Le 22 février 2020, à 23 h 17, Adnane Nassih, 19 ans, est grièvement blessé au visage par un tir de LBD, lors d’une opération de la BAC dans le quartier des Hautes-Mardelles, à Brunoy (Essonne). Opéré en urgence, il perd l’usage de son œil droit.

En partenariat avec Libération, Index a analysé les images — inédites — de la vidéosurveillance de la ville et reconstitué la scène en 3D. L’enquête établit qu’Adnane Nassih ne présentait aucun danger pour les policiers au moment du tir, et contredit formellement les déclarations de Yann T., l’agent qui a fait feu.

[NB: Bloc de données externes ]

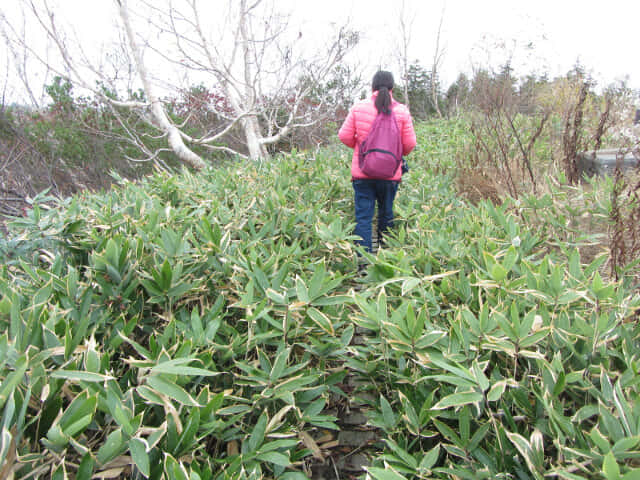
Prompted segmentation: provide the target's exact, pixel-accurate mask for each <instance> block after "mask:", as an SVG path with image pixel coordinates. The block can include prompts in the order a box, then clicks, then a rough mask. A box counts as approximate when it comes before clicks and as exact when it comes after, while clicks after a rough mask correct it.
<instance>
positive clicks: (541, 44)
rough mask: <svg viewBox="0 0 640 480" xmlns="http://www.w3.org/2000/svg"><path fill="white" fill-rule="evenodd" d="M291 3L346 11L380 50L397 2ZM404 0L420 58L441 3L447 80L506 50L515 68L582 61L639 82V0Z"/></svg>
mask: <svg viewBox="0 0 640 480" xmlns="http://www.w3.org/2000/svg"><path fill="white" fill-rule="evenodd" d="M296 3H299V4H301V6H300V7H299V8H300V9H301V10H302V11H306V12H307V14H308V15H313V16H314V17H315V18H318V17H320V16H322V15H323V14H322V12H323V11H324V12H332V13H330V14H331V15H334V16H335V18H340V16H341V15H350V16H351V17H352V19H353V21H354V23H355V24H356V26H357V27H359V28H361V29H362V30H363V31H365V32H366V33H367V40H370V41H372V42H374V43H375V45H376V48H375V50H376V51H380V56H381V57H382V56H384V54H383V53H382V51H383V50H384V48H381V46H382V45H384V44H385V41H384V36H383V35H384V32H385V31H389V30H392V31H394V33H395V34H397V32H396V31H395V30H397V25H398V21H397V18H398V16H399V10H400V9H399V6H400V5H401V3H402V2H401V1H399V0H396V1H389V0H322V1H319V2H296ZM302 5H304V6H302ZM311 5H315V6H311ZM405 5H406V8H407V10H408V11H410V12H412V13H413V14H415V18H414V20H413V30H412V35H411V46H410V57H411V58H416V59H419V60H420V61H421V63H423V64H425V65H430V63H431V62H432V59H433V53H434V49H435V42H436V36H437V31H438V24H439V22H440V18H441V17H442V15H443V14H442V12H443V9H444V16H443V17H442V19H443V22H442V32H441V44H442V45H443V46H444V47H445V52H444V57H443V63H442V69H441V71H442V76H443V83H444V84H445V85H448V84H449V83H451V82H453V81H454V80H455V78H456V77H457V75H458V73H460V72H466V73H470V72H471V71H472V67H473V66H474V65H476V66H477V65H486V64H487V63H492V64H495V65H499V64H500V63H503V62H504V60H505V59H506V58H508V57H509V56H512V58H513V62H514V67H515V69H516V73H522V74H524V73H525V72H523V71H522V70H524V69H527V70H529V71H534V72H536V73H542V72H547V73H549V75H550V76H551V77H554V76H557V75H562V74H564V73H566V72H567V71H568V70H569V69H571V68H572V66H573V65H575V64H576V61H580V63H581V64H582V65H583V66H584V67H586V68H587V70H588V71H590V72H591V73H592V74H593V75H594V76H595V77H596V79H598V80H599V81H600V82H601V83H610V82H613V81H615V80H618V79H622V78H625V77H628V78H629V84H630V86H632V87H633V88H640V61H639V60H638V57H639V56H640V55H639V52H638V45H639V44H640V1H638V0H608V1H593V0H533V1H523V0H429V1H424V0H416V1H413V0H405ZM325 15H327V13H325Z"/></svg>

Ce que montre la vidéosurveillance

Les images permettent de suivre toute la séquence. Adnane Nassih s’avance d’un pas calme vers la place, les bras le long du corps, sans aucun projectile en main. Après quelques pas, il tourne la tête, aperçoit les policiers postés dans la pénombre et s’arrête. Yann T., le plus proche, se dirige vers lui, son LBD en position de tir.

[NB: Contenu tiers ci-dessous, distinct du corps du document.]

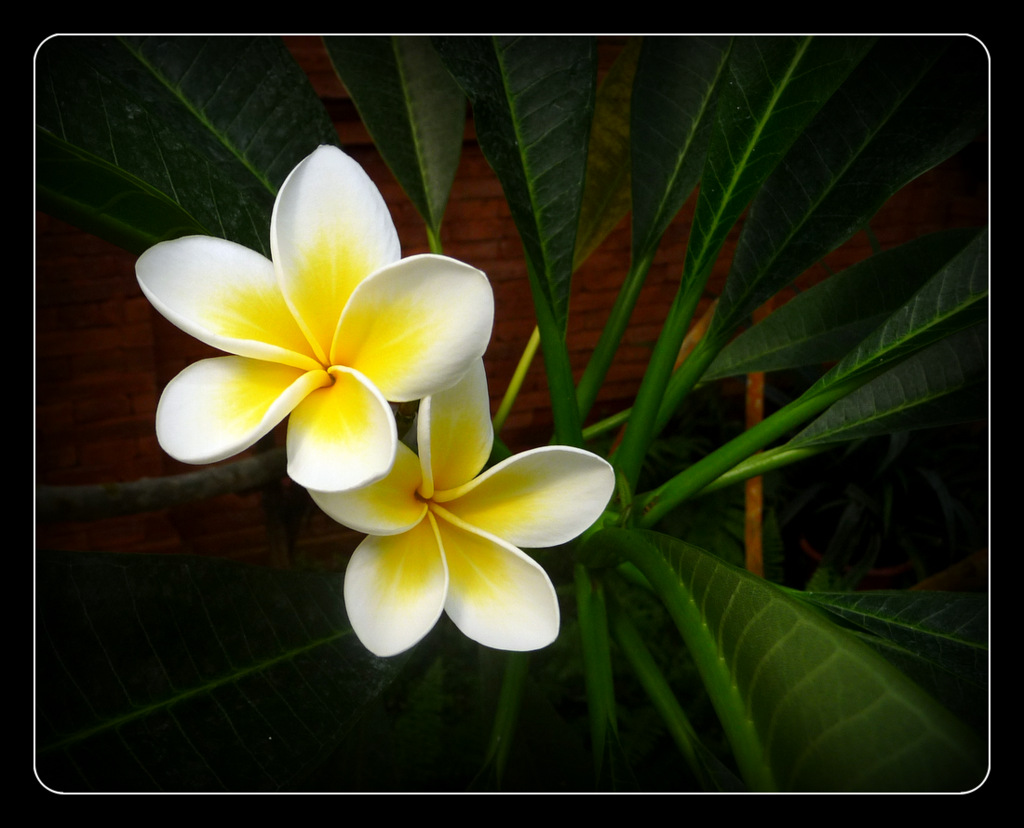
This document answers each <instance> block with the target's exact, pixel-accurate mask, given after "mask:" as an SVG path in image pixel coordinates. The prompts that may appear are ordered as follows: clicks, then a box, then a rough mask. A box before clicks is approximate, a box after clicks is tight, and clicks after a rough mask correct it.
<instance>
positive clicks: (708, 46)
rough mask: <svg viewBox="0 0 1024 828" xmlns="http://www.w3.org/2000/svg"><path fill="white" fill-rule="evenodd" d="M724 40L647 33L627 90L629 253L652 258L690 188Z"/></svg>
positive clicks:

Le jeune homme fait alors demi-tour et court dans la direction opposée. Après trois foulées, alors qu’il jette un regard derrière lui, le policier fait feu une fois dans sa direction. Le projectile est capté en vol par la vidéosurveillance, à quelques dizaines de centimètres du canon. Selon la mesure effectuée dans le modèle 3D, le tir a été porté à 7,29 mètres de distance, sur un homme de dos et en fuite.

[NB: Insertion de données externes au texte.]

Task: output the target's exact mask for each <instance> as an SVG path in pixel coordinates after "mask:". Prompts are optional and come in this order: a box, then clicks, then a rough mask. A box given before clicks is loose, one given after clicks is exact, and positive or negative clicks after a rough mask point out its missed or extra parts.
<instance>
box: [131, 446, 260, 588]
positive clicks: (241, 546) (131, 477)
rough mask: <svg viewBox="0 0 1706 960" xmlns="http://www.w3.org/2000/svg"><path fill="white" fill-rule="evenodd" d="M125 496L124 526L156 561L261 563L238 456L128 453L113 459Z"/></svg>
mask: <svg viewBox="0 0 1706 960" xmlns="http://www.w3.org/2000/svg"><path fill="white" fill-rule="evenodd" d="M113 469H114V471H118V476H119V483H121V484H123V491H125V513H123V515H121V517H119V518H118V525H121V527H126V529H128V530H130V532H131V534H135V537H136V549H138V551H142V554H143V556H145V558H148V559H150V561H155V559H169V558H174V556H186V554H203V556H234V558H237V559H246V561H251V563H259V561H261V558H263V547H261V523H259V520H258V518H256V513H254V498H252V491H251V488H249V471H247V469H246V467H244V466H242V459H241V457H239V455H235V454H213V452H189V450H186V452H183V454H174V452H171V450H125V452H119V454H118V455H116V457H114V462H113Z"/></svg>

Une version contredite par les images

Pour justifier son tir, Yann T. affirme qu’Adnane Nassih aurait fait un « mouvement brusque » au niveau de la poitrine et lui aurait lancé un objet. La vidéosurveillance et la reconstitution 3D établissent le contraire : les mains du jeune homme sont vides, il ne lève ni ne lance rien, et il est déjà en train de fuir, dos tourné, lorsque le coup part.

Confronté aux images par les enquêteurs, le policier reconnaît lui-même qu’« on ne voit rien sur la vidéo ». Il a été mis en examen pour « violences volontaires ayant entraîné une mutilation ».